Нина молча кивнула, в знак согласия, по виду полностью смирившись и ожидая новых распоряжений начальства.

– Так вот, на чём я остановился? Ага, связалась ты Нина с врагами. Кто с Партией в крестьянском вопросе не согласен был? Бухарин, Рыков, Томский – правые уклонисты, так? Так. Кто первые критиканы в Партии? Они же. Так? Так. Значит, что? А то, что спорщики твои, поддерживают линию правых, так? Так. Где сейчас их главари? Арестованы, как враги народа, так? Так. Значит что? А то, что твои новые знакомые это сплошь контрреволюционная сволочь. И место им у стенки, как, впрочем, и тебе.

– Я-то здесь причём? – испуганно залепетала Нина.

– Как это при чём? Развели тут притон, понимаешь, всякую шваль привечаете, речи антисоветские ведёте, наверняка уж и вредительство замыслили.

– Да нет же, нет, не было ничего такого!

– Эх, Нина – Нина, ошибся я в тебе, на важное дело поставил, врагов выявлять, а ты же сама их тут и разводила, да ещё и покрываешь теперь. Чуешь, чем это пахнет?

– Да никого я не покрываю! Нужны они мне больно. Я за них страдать не собираюсь, сами виноваты, всё им не жилось, всё споры свои вели, я их за язык не тянула. Матвей Фадеич, миленький, как же быть-то мне? Я ведь, ты знаешь, всё для тебя сделаю. Научи, что делать-то теперь?

– Ну вот, поняла, наконец, что по самые уши в болоте вражеском увязла? А мне вот теперь думай, как тебя из этого болота вытаскивать.

– Миленький, ну придумай же что-нибудь.

– Трудно будет, но, ладно, растопила ты мне сердце, попробую тебя вытащить, но, запомни, ни шагу в сторону без меня, чтобы всё как я скажу, исполняла.

– Конечно, всё сделаю, ничего не скрою.

– Ну, что ж, для начала напиши бумагу, – Синцов подождал, пока Нина достала письменные принадлежности и приготовилась писать.

– Пиши на имя начальника УНКВД Лупекина Г.А. Что, мол, такие-то – такие-то, всех перечисли, собираются в квартире гражданки, как её фамилия-то? Ага, Невельская. Так вот, пиши, что ведут вредительские разговоры, выражают недовольство арестом своих вождей Бухарина и Рыкова, планируют, значит, вести активную борьбу против советской власти. Написала?

– Дальше, пиши, что с ними связан полковник Миронов Сергей Платонович, скрытый троцкист, лично поддерживающий связь с агентом германского фашизма Троцким. Написала?

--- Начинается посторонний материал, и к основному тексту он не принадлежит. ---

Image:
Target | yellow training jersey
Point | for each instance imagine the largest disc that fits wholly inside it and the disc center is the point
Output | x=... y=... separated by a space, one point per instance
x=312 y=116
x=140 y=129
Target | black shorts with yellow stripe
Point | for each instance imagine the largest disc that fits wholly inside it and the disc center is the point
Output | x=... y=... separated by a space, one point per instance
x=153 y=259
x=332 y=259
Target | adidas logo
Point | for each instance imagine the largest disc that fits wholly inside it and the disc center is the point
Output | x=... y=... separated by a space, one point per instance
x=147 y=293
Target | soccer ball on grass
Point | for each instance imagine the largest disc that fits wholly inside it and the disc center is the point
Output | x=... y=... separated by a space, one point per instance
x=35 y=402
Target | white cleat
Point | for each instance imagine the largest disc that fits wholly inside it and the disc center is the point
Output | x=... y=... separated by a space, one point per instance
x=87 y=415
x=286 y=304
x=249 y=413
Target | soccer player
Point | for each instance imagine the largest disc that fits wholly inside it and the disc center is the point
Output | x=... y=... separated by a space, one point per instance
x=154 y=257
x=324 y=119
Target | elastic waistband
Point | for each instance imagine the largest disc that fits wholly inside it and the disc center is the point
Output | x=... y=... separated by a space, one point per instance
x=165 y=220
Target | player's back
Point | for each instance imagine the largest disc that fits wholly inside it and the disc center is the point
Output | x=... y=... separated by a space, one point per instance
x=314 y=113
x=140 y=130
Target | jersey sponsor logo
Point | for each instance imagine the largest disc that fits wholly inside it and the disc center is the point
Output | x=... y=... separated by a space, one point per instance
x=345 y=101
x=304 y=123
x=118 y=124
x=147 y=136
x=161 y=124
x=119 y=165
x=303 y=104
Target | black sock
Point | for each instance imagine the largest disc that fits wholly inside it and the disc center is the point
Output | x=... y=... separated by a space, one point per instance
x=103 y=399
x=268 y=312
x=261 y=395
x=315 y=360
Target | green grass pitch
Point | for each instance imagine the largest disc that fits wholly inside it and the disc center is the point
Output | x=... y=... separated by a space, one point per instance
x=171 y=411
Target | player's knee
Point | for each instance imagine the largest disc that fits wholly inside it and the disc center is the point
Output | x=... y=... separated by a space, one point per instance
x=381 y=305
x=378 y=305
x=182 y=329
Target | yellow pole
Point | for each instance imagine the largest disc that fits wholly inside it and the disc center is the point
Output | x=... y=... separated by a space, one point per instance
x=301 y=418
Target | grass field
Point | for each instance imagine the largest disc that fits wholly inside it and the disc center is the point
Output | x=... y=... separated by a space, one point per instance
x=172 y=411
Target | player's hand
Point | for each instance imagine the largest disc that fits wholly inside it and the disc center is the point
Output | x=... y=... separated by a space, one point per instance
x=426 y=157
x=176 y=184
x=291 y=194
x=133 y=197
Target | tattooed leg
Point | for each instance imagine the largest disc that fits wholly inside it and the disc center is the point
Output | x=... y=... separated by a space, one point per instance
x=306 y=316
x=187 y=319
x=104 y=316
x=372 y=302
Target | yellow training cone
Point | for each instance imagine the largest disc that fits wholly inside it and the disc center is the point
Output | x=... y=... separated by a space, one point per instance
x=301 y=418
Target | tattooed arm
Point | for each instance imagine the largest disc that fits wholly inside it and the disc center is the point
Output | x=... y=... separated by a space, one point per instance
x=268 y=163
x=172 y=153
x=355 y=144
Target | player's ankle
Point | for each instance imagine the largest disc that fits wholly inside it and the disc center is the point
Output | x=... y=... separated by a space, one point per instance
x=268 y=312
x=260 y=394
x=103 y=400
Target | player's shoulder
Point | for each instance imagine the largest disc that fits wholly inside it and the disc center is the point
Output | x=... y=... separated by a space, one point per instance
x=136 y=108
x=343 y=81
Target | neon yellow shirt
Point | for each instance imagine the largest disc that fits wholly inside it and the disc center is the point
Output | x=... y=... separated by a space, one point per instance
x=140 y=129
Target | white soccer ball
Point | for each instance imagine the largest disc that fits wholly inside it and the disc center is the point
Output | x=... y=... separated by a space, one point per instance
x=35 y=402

– Но это же не совсем так, я про Сергея Платоновича, он ведь когда-то давно с Троцким знаком был.

– А ты-то, откуда знаешь? Был, не был. Он сейчас директивы вражеские из-за границы получает, как страну нашу фашистам продать, а ты опять его выгораживаешь?

– Нет-нет, я всё поняла.

– Всё написала? Ну, теперь давай мне эту бумагу. Пойду судьбу твою решать, прямо к начальнику НКВД пойду, буду биться за тебя, так, что смотри не подведи.

***

Всё скрыл туман. А когда развеялся, я вновь обнаружил, что нахожусь в кабинете Лупекина.

***

Герман Антонович сидел за столом и читал рапорт Синцова и донесение некой Нины Поповой. Внимательно, изучив документы, майор госбезопасности, устремил свой пронизывающий взгляд на Матвея Фадеевича и спросил,

– Как же тебе удалось?

– Поднял старые связи, вышел на девушку, завербовал, получил информацию, немного обработал и вот. Там ведь на самом деле разговорчики-то контрреволюционные велись, а от них и до дела рукой подать.

– Ну-ну, разговорчики разговорчиками, а что с доказательствами, нужны железные доказательства заговора, как думаешь их получить?

– Да, была одна мысль, вот хотел предварительно посоветоваться с Вами.

– Ну, говори, не тяни.

– Там же актрисы всякие хозяйничают. А что, если предложить такую игру, что мол, пишут сценарий для спектакля, в котором народ свергает фашистского диктатора в одной вымышленной стране. И предложить этим теоретикам написать свои мысли, как бы они власть в этой стране захватывали, пусть напишут, а мы эти бумаги в качестве доказательств и приложим. Тогда им не отвертеться.

– Думаешь, клюнут? А кто исполнит? Своего человека будешь вводить?

– Нет, здесь чужак только навредить может, насторожатся. Думаю Нину использовать, она девка пронырливая и своя, ей поверят. Только вот потом, её нужно будет из разработки вывести, ну там в другой город временно услать, под наш надзор.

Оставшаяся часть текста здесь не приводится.